An indicator of food addiction is when you find yourself with overwhelming desire for a particular food. The desire is so strong, and you are unable to consume that particular food, you begin to experience Withdrawal symptoms such as headaches, nausea, and depression. Food addicts desire the comfort that a particular food gives them. They also experiences bouts of binge eating of that particular food. The cravings may be physical as well as psychological.

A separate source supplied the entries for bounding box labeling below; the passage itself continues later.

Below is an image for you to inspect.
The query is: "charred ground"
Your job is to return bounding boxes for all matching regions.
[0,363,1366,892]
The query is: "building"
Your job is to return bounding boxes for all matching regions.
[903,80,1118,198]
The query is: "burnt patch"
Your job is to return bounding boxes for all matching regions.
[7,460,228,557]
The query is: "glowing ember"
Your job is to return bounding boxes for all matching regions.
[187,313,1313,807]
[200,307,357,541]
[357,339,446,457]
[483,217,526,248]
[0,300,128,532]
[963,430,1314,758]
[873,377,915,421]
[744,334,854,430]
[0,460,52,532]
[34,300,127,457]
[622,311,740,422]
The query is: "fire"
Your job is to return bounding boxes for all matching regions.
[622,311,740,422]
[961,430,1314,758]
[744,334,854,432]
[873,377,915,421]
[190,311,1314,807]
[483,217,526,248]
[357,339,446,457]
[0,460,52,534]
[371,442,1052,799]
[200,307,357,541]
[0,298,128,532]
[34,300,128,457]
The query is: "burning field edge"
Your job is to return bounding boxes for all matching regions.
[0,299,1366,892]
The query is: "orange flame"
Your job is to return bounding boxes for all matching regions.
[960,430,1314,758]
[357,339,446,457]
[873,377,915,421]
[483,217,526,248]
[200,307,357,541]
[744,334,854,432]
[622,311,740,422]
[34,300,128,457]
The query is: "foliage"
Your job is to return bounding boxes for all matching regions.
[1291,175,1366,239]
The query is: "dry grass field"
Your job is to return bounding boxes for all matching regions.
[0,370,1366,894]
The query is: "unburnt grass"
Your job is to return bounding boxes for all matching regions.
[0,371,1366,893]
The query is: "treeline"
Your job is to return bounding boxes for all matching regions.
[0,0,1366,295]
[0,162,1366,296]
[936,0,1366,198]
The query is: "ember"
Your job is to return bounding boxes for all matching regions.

It should be noted that several varieties of food addictions exist. For example, there is compulsive overeating, where an individual goes on an eating binge that may last several days. The addicts do however lose weight, but tend to gain it back over time. Other symptoms include eating quickly, compulsively eating alone, and also eating when there is no evidence of hunger.
What is Bulimia?
Another common form of addiction is bulimia, in which the individual overeats, than purges the consumed food through vomiting or by taking laxatives. Signs of this condition include isolating oneself when eating, consuming huge portions of food rapidly, and being over conscious as well as preoccupied with one’s weight.
Food addiction also comes in the form known as anorexia, in which the individual attempts to starve oneself in order to achieve an unrealistic weight loss In a short amount of time. Anorexics tend to be around 15 percent below normal body weight and have a phobia about being fat and gaining weight. They often have difficulty eating with other people and appear to be obsessed with their weight. They also may suffer depression.
There is good news! Food addiction can be successfully treated. Treatment can come in variety of forms. A food addict may work with a psychotherapist in order to develop new ways to deal with food and their emotions. The therapist might be able to identify the origin of individuals’ food addiction, and also discovers the reasons for the condition.
In the majority of cases, the psychologist will help the individual develop a treatment plan which structures expectations and short and long term goals. In more serious cases an individual may chose to undergo in-patient treatment at a psychological facility. Treatment often involves helping the individual to return to a healthy eating lifestyle, deal with underlying emotional issues of food addiction, and learn to develop new coping techniques.
Food addicts often follow the structure of the same kind of 12 step program used by alcoholics.
By admitting their powerlessness over food, their belief that they could be restored to normal state of mind and an admission of their faults and failings. In addition food addicts often draw strength from support groups who have similar difficulties dealing with food. Knowing that there are other people who face the same challenges can be incredibly therapeutic.
At this point, it is unclear whether food addiction is a genetic-based illness. Although there is evidence of eating patterns being passed down throughout generations. In fact, many food addicts many food addicts only seek help after they have concluded that their illness could adversely affect their children.
It is entirely possible that in the long run food addiction can never be cured and only be treated. In other words, the recovery period can last a lifetime, yet one should never lose hope of beating food addiction. With patience and time, individual addicts can adopt behavioral skills which will enable them to keep their weight under control. Sometimes few individuals will be tempted to indulge in food; though knowing the pain that they will face if they continue their harmful eating habits could be the incentive to struggle against food addiction.